31. A flashlight in accordance with claim 29, characterized in that the tubes (56 a, 56 b, 56 c) are held on a base element (28) and their ends facing the light emitting diodes (32 a, 32 b) receive at least parts of the luminous body (33 a, 33 b) of the light emitting diodes (32 a, 32 b); and in that the base element (28) is arranged on the printed circuit board (30).

32. A flashlight in accordance with claim 21, characterized in that the optical devices (44 a, 44 b) for the focusing of the light radiated by the respective light emitting diodes are lenses (44 a, 44 b) which are integrated into a front element (26).

33. A flashlight in accordance with claim 29, characterized in that the optical devices (44 a, 44 b) for the focusing of the light radiated by the respective light emitting diodes are lenses (44 a, 44 b) which are integrated into a front element (26); in that the front element (26) is made in cup-like shape; and in that the tubes (56 a, 56 b, 56 c) and the printed circuit board (30) with the light emitting diodes (32 a, 32 b) are arranged in the cup interior.

34. A flashlight in accordance with claim 25, characterized in that the optical devices (44 a, 44 b) for the focusing of the light radiated by the respective light emitting diodes are lenses (44 a, 44 b) which are integrated into a front element (26); and in that the front element (26) and the base element (28) or the printed circuit board (30) have mutually corresponding guide elements (40 a, 40 b, 40 c, 52) which act as security against rotation.

35. A flashlight in accordance with claim 33, characterized in that the front element (26) and the printed circuit board (30) are connected to one another at the rim of the cup-like front element by a snap connection (64 a, 64 b).

36. A flashlight in accordance with claim 33, characterized in that the front element (26) with tubes (56 a, 56 b, 56 c) and printed circuit board (30) are arranged in a sleeve-like head housing (24).

37. A flashlight in accordance with claim 36, characterized in that at least one lamp head seal (22), preferably a peripheral lamp head seal, is provided between the front element (26) and the head housing (28).
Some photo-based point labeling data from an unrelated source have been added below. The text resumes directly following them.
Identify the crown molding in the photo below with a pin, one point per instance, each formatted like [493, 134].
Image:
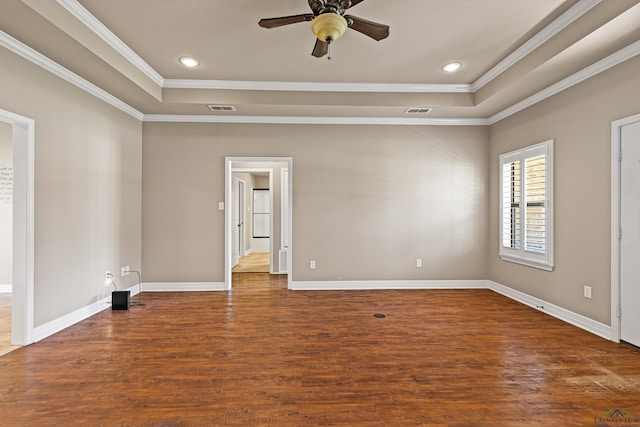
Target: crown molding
[560, 23]
[93, 24]
[594, 69]
[295, 120]
[56, 69]
[315, 86]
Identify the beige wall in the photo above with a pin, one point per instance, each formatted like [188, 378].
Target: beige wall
[579, 120]
[6, 204]
[367, 200]
[87, 187]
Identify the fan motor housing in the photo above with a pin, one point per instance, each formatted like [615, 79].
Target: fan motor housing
[329, 26]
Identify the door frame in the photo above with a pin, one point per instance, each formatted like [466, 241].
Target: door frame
[241, 215]
[23, 140]
[228, 220]
[616, 214]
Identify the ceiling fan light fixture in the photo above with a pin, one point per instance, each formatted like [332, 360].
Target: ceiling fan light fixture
[451, 67]
[329, 27]
[189, 62]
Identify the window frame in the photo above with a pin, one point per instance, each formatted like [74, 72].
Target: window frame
[542, 260]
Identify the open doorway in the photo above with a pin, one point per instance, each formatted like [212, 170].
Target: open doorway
[258, 198]
[6, 236]
[17, 141]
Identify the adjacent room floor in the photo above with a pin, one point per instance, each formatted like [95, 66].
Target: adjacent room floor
[263, 355]
[5, 324]
[257, 262]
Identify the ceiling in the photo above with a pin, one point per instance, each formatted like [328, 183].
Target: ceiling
[513, 53]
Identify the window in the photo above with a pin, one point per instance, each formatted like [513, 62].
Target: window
[526, 214]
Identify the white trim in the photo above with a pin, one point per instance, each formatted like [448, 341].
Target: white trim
[58, 70]
[70, 319]
[316, 86]
[563, 21]
[616, 212]
[23, 141]
[174, 118]
[520, 254]
[98, 28]
[594, 69]
[182, 286]
[563, 314]
[348, 285]
[228, 171]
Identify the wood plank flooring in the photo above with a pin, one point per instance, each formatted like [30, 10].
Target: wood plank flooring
[262, 355]
[256, 262]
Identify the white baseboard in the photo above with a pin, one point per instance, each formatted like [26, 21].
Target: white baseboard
[183, 286]
[590, 325]
[563, 314]
[57, 325]
[390, 284]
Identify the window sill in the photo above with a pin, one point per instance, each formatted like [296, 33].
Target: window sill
[528, 263]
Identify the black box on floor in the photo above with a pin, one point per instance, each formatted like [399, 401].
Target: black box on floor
[120, 300]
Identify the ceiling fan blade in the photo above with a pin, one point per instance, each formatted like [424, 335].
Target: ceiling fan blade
[320, 49]
[285, 20]
[369, 28]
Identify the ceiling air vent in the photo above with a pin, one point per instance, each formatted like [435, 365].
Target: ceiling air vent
[217, 108]
[418, 110]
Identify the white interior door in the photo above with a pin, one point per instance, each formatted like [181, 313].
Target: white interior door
[236, 225]
[630, 240]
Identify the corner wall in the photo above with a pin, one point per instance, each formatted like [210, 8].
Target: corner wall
[367, 200]
[87, 187]
[6, 205]
[579, 120]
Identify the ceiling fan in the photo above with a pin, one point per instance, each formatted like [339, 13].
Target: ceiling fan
[329, 22]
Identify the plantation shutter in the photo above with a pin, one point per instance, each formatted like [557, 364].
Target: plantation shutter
[525, 206]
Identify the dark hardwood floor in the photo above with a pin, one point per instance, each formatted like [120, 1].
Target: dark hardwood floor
[263, 355]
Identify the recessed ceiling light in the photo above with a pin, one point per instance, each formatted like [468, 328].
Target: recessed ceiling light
[189, 62]
[451, 67]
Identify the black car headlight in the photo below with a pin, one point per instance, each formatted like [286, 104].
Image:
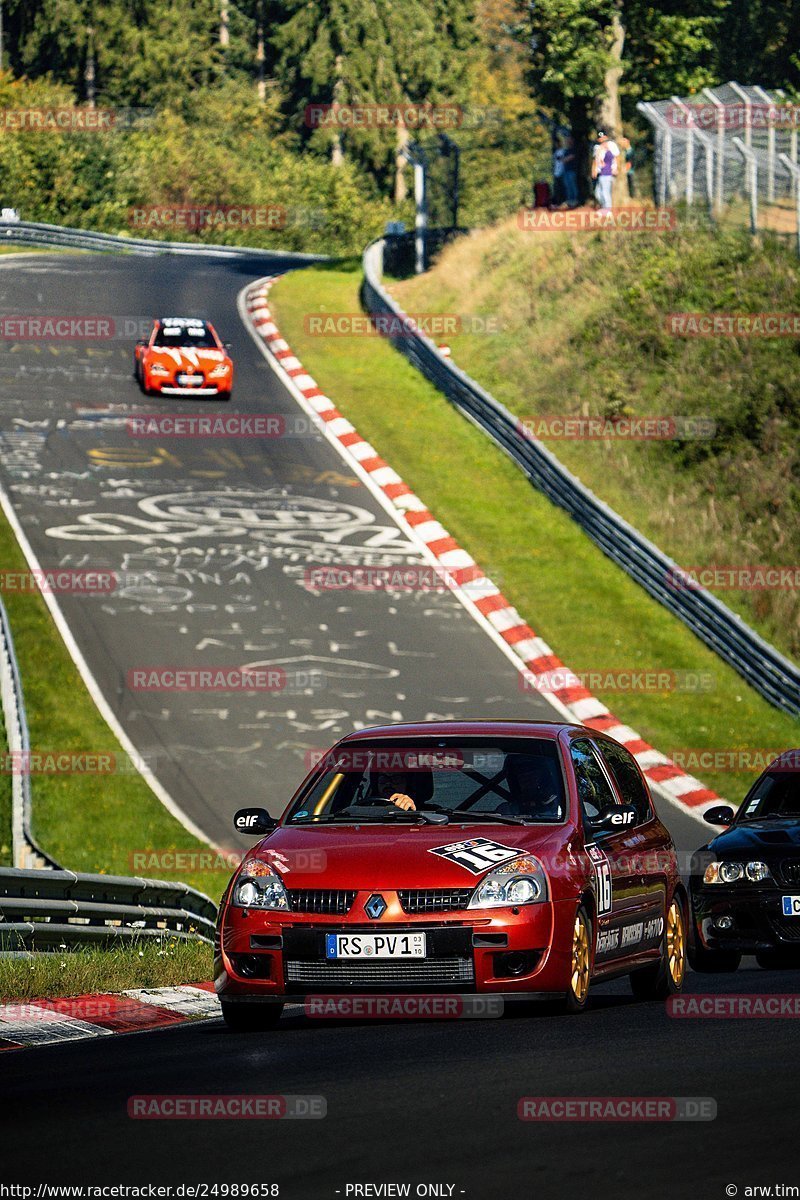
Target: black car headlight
[259, 887]
[737, 873]
[518, 882]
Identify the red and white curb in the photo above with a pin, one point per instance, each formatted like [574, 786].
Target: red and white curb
[535, 659]
[37, 1023]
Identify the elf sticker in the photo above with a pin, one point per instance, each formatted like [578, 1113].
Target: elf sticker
[476, 855]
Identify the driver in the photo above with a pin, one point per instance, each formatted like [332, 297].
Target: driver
[391, 787]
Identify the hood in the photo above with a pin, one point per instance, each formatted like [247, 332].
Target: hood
[185, 358]
[774, 835]
[402, 856]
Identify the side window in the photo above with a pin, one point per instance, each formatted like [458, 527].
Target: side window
[626, 775]
[593, 786]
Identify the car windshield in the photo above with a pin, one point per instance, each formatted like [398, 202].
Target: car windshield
[776, 796]
[199, 336]
[512, 781]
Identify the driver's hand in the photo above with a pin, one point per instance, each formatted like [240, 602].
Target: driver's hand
[402, 801]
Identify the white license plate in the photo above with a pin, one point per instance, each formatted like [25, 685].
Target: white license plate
[374, 946]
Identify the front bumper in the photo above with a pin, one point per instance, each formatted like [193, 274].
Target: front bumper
[757, 922]
[503, 952]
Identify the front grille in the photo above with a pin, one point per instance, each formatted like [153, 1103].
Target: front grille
[787, 928]
[322, 900]
[409, 972]
[434, 899]
[791, 870]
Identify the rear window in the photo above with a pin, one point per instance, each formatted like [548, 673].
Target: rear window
[521, 779]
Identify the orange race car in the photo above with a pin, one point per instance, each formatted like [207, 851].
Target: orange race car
[184, 357]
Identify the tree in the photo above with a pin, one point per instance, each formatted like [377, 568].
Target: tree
[590, 61]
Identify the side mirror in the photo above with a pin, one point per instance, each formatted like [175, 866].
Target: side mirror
[721, 814]
[254, 821]
[614, 819]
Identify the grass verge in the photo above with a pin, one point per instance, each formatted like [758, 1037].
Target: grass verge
[88, 822]
[90, 971]
[589, 611]
[589, 325]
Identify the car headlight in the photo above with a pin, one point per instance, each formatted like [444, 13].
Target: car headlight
[259, 887]
[733, 873]
[518, 882]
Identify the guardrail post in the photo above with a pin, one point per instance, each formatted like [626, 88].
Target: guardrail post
[794, 171]
[751, 175]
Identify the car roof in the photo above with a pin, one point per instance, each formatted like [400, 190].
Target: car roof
[182, 321]
[497, 727]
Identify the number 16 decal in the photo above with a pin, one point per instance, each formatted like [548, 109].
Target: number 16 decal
[602, 876]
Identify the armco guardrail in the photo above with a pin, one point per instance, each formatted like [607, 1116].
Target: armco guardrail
[50, 910]
[768, 671]
[25, 851]
[31, 233]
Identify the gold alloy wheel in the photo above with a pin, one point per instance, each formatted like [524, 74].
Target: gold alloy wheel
[675, 943]
[581, 958]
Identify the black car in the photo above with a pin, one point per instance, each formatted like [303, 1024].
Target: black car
[745, 885]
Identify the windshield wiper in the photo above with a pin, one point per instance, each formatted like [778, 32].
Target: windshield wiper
[488, 817]
[378, 815]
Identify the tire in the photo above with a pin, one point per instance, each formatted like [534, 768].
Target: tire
[777, 960]
[714, 961]
[665, 978]
[250, 1018]
[583, 945]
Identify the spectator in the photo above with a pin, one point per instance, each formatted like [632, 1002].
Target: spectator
[558, 172]
[627, 154]
[603, 168]
[570, 177]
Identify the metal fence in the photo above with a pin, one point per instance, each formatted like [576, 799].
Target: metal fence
[60, 910]
[768, 671]
[733, 150]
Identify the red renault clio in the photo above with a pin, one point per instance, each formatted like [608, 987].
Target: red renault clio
[461, 857]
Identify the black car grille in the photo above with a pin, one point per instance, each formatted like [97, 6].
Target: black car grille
[322, 900]
[787, 929]
[408, 972]
[791, 870]
[434, 899]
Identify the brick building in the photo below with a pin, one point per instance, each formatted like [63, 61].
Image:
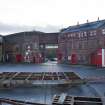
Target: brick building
[80, 41]
[27, 46]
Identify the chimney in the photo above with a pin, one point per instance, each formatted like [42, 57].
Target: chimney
[78, 23]
[98, 18]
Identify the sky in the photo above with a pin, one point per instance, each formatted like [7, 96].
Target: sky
[47, 15]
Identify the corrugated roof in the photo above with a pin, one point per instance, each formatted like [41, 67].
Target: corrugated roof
[86, 26]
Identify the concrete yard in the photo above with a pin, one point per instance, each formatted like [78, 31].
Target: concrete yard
[45, 93]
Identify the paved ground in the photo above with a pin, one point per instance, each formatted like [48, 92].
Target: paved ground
[45, 93]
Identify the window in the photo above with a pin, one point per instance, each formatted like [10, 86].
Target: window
[92, 33]
[103, 31]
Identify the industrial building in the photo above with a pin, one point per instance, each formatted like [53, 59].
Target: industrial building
[29, 46]
[78, 44]
[83, 43]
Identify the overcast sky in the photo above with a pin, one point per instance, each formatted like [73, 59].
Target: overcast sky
[47, 15]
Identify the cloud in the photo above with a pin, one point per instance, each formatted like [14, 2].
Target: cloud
[8, 29]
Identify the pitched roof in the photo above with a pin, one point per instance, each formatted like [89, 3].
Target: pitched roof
[86, 26]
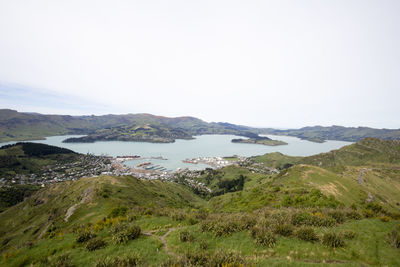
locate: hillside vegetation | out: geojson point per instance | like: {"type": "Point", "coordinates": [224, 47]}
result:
{"type": "Point", "coordinates": [315, 211]}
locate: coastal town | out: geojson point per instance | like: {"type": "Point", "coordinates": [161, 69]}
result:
{"type": "Point", "coordinates": [93, 166]}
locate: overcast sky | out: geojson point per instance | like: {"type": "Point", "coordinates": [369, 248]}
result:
{"type": "Point", "coordinates": [259, 63]}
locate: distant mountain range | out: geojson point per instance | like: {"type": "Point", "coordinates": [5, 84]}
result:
{"type": "Point", "coordinates": [16, 125]}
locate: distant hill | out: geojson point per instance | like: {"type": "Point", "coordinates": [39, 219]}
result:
{"type": "Point", "coordinates": [16, 125]}
{"type": "Point", "coordinates": [29, 158]}
{"type": "Point", "coordinates": [314, 212]}
{"type": "Point", "coordinates": [27, 126]}
{"type": "Point", "coordinates": [351, 134]}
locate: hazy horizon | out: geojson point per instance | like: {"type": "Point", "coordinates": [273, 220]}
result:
{"type": "Point", "coordinates": [280, 64]}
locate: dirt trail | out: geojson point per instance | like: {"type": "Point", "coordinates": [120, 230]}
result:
{"type": "Point", "coordinates": [163, 241]}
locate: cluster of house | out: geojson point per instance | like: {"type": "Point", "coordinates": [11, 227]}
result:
{"type": "Point", "coordinates": [84, 166]}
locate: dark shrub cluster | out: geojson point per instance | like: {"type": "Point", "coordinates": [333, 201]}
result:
{"type": "Point", "coordinates": [85, 236]}
{"type": "Point", "coordinates": [307, 234]}
{"type": "Point", "coordinates": [117, 212]}
{"type": "Point", "coordinates": [353, 214]}
{"type": "Point", "coordinates": [63, 260]}
{"type": "Point", "coordinates": [219, 258]}
{"type": "Point", "coordinates": [349, 234]}
{"type": "Point", "coordinates": [263, 237]}
{"type": "Point", "coordinates": [120, 261]}
{"type": "Point", "coordinates": [332, 240]}
{"type": "Point", "coordinates": [283, 229]}
{"type": "Point", "coordinates": [305, 218]}
{"type": "Point", "coordinates": [95, 243]}
{"type": "Point", "coordinates": [126, 234]}
{"type": "Point", "coordinates": [394, 239]}
{"type": "Point", "coordinates": [337, 215]}
{"type": "Point", "coordinates": [186, 236]}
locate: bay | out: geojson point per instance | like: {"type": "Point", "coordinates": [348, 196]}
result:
{"type": "Point", "coordinates": [202, 146]}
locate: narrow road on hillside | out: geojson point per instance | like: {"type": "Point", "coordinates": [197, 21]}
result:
{"type": "Point", "coordinates": [163, 241]}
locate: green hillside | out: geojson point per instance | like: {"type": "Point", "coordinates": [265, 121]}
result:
{"type": "Point", "coordinates": [352, 134]}
{"type": "Point", "coordinates": [29, 158]}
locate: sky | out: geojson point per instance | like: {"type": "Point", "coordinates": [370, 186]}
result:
{"type": "Point", "coordinates": [286, 64]}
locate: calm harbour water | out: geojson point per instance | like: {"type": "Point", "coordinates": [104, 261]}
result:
{"type": "Point", "coordinates": [202, 146]}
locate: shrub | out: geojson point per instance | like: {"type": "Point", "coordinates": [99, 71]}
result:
{"type": "Point", "coordinates": [116, 212]}
{"type": "Point", "coordinates": [368, 213]}
{"type": "Point", "coordinates": [219, 258]}
{"type": "Point", "coordinates": [283, 229]}
{"type": "Point", "coordinates": [186, 236]}
{"type": "Point", "coordinates": [332, 240]}
{"type": "Point", "coordinates": [118, 227]}
{"type": "Point", "coordinates": [206, 226]}
{"type": "Point", "coordinates": [63, 260]}
{"type": "Point", "coordinates": [305, 218]}
{"type": "Point", "coordinates": [228, 258]}
{"type": "Point", "coordinates": [225, 228]}
{"type": "Point", "coordinates": [120, 238]}
{"type": "Point", "coordinates": [95, 243]}
{"type": "Point", "coordinates": [178, 215]}
{"type": "Point", "coordinates": [353, 215]}
{"type": "Point", "coordinates": [394, 239]}
{"type": "Point", "coordinates": [385, 218]}
{"type": "Point", "coordinates": [349, 234]}
{"type": "Point", "coordinates": [133, 232]}
{"type": "Point", "coordinates": [204, 245]}
{"type": "Point", "coordinates": [247, 221]}
{"type": "Point", "coordinates": [263, 237]}
{"type": "Point", "coordinates": [337, 215]}
{"type": "Point", "coordinates": [195, 259]}
{"type": "Point", "coordinates": [192, 220]}
{"type": "Point", "coordinates": [307, 234]}
{"type": "Point", "coordinates": [120, 261]}
{"type": "Point", "coordinates": [125, 234]}
{"type": "Point", "coordinates": [375, 207]}
{"type": "Point", "coordinates": [85, 236]}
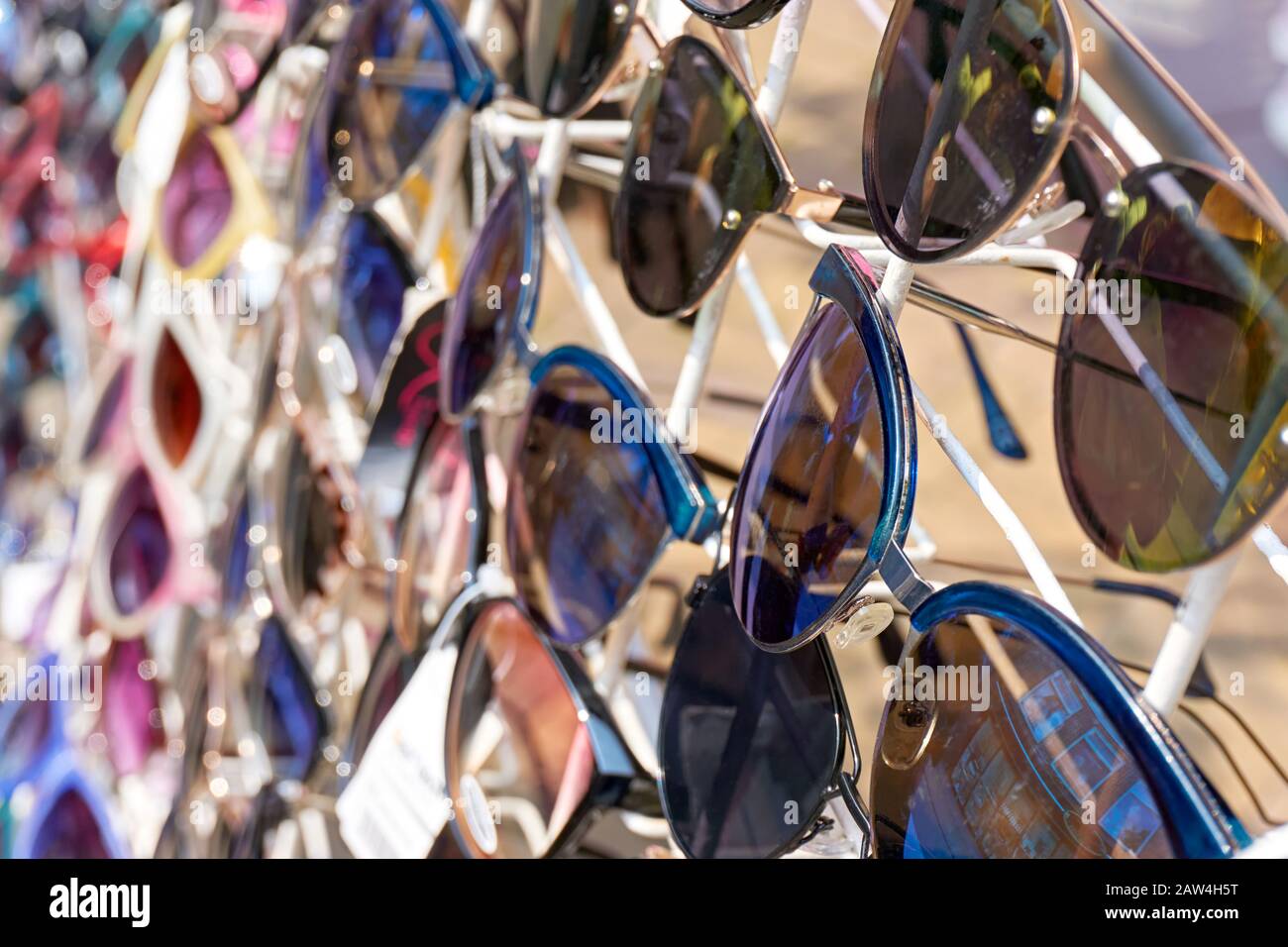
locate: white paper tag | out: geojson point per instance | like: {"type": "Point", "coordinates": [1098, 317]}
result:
{"type": "Point", "coordinates": [395, 804]}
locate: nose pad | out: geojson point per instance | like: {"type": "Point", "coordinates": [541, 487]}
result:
{"type": "Point", "coordinates": [863, 618]}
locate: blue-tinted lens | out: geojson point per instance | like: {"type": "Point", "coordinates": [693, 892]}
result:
{"type": "Point", "coordinates": [587, 517]}
{"type": "Point", "coordinates": [373, 278]}
{"type": "Point", "coordinates": [810, 493]}
{"type": "Point", "coordinates": [283, 709]}
{"type": "Point", "coordinates": [485, 307]}
{"type": "Point", "coordinates": [750, 741]}
{"type": "Point", "coordinates": [389, 88]}
{"type": "Point", "coordinates": [991, 748]}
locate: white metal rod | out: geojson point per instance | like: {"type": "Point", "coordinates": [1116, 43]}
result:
{"type": "Point", "coordinates": [1183, 647]}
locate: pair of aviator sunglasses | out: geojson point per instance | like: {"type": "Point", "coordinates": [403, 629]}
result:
{"type": "Point", "coordinates": [597, 488]}
{"type": "Point", "coordinates": [1189, 245]}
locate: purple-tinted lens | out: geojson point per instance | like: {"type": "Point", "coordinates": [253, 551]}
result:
{"type": "Point", "coordinates": [812, 486]}
{"type": "Point", "coordinates": [132, 711]}
{"type": "Point", "coordinates": [485, 308]}
{"type": "Point", "coordinates": [138, 543]}
{"type": "Point", "coordinates": [587, 517]}
{"type": "Point", "coordinates": [69, 828]}
{"type": "Point", "coordinates": [1006, 761]}
{"type": "Point", "coordinates": [745, 737]}
{"type": "Point", "coordinates": [967, 108]}
{"type": "Point", "coordinates": [283, 709]}
{"type": "Point", "coordinates": [1170, 466]}
{"type": "Point", "coordinates": [389, 85]}
{"type": "Point", "coordinates": [196, 202]}
{"type": "Point", "coordinates": [571, 50]}
{"type": "Point", "coordinates": [697, 174]}
{"type": "Point", "coordinates": [372, 281]}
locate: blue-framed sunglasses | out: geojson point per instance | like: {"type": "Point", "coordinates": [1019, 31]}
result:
{"type": "Point", "coordinates": [400, 73]}
{"type": "Point", "coordinates": [597, 488]}
{"type": "Point", "coordinates": [489, 325]}
{"type": "Point", "coordinates": [1065, 751]}
{"type": "Point", "coordinates": [67, 817]}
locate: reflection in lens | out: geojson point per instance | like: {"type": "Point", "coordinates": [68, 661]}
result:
{"type": "Point", "coordinates": [487, 303]}
{"type": "Point", "coordinates": [965, 119]}
{"type": "Point", "coordinates": [196, 201]}
{"type": "Point", "coordinates": [282, 705]}
{"type": "Point", "coordinates": [811, 489]}
{"type": "Point", "coordinates": [991, 748]}
{"type": "Point", "coordinates": [138, 543]}
{"type": "Point", "coordinates": [389, 85]}
{"type": "Point", "coordinates": [587, 517]}
{"type": "Point", "coordinates": [175, 399]}
{"type": "Point", "coordinates": [698, 172]}
{"type": "Point", "coordinates": [519, 759]}
{"type": "Point", "coordinates": [746, 737]}
{"type": "Point", "coordinates": [571, 50]}
{"type": "Point", "coordinates": [437, 536]}
{"type": "Point", "coordinates": [1168, 466]}
{"type": "Point", "coordinates": [373, 275]}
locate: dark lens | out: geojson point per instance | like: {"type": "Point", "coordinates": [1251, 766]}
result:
{"type": "Point", "coordinates": [519, 758]}
{"type": "Point", "coordinates": [239, 38]}
{"type": "Point", "coordinates": [390, 84]}
{"type": "Point", "coordinates": [587, 517]}
{"type": "Point", "coordinates": [282, 705]}
{"type": "Point", "coordinates": [750, 741]}
{"type": "Point", "coordinates": [437, 536]}
{"type": "Point", "coordinates": [1170, 466]}
{"type": "Point", "coordinates": [132, 714]}
{"type": "Point", "coordinates": [485, 308]}
{"type": "Point", "coordinates": [697, 175]}
{"type": "Point", "coordinates": [69, 828]}
{"type": "Point", "coordinates": [196, 202]}
{"type": "Point", "coordinates": [812, 486]}
{"type": "Point", "coordinates": [991, 748]}
{"type": "Point", "coordinates": [967, 108]}
{"type": "Point", "coordinates": [372, 281]}
{"type": "Point", "coordinates": [175, 399]}
{"type": "Point", "coordinates": [571, 50]}
{"type": "Point", "coordinates": [140, 545]}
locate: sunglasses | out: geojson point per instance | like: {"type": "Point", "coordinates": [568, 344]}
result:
{"type": "Point", "coordinates": [400, 75]}
{"type": "Point", "coordinates": [67, 815]}
{"type": "Point", "coordinates": [489, 325]}
{"type": "Point", "coordinates": [597, 488]}
{"type": "Point", "coordinates": [532, 753]}
{"type": "Point", "coordinates": [752, 744]}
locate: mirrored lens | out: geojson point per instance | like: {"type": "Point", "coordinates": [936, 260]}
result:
{"type": "Point", "coordinates": [140, 548]}
{"type": "Point", "coordinates": [812, 486]}
{"type": "Point", "coordinates": [373, 275]}
{"type": "Point", "coordinates": [282, 705]}
{"type": "Point", "coordinates": [176, 401]}
{"type": "Point", "coordinates": [438, 535]}
{"type": "Point", "coordinates": [750, 741]}
{"type": "Point", "coordinates": [967, 110]}
{"type": "Point", "coordinates": [698, 172]}
{"type": "Point", "coordinates": [389, 85]}
{"type": "Point", "coordinates": [196, 201]}
{"type": "Point", "coordinates": [519, 758]}
{"type": "Point", "coordinates": [1172, 382]}
{"type": "Point", "coordinates": [587, 517]}
{"type": "Point", "coordinates": [571, 50]}
{"type": "Point", "coordinates": [485, 308]}
{"type": "Point", "coordinates": [992, 748]}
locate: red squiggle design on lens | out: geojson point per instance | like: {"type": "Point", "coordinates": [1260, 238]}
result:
{"type": "Point", "coordinates": [417, 402]}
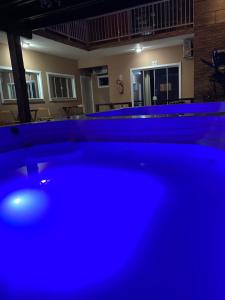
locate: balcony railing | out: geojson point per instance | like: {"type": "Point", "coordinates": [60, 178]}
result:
{"type": "Point", "coordinates": [149, 19]}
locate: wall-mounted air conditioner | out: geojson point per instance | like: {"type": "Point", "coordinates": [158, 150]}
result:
{"type": "Point", "coordinates": [188, 48]}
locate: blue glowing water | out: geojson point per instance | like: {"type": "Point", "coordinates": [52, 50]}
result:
{"type": "Point", "coordinates": [112, 221]}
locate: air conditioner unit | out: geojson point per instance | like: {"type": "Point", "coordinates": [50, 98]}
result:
{"type": "Point", "coordinates": [100, 71]}
{"type": "Point", "coordinates": [188, 48]}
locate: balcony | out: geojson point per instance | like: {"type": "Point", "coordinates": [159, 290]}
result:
{"type": "Point", "coordinates": [142, 21]}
38. A flashlight in accordance with claim 21, characterized in that a seal, preferably a peripheral seal, is provided between the lamp head (12) and the flashlight base body (10).

39. A flashlight in accordance with claim 21, characterized in that the light emitting diodes (32 a, 32 b) are arranged on a circle at equal angular intervals.

40. A flashlight in accordance with claim 21, characterized in that three light emitting diodes (32 a, 32 b) are provided.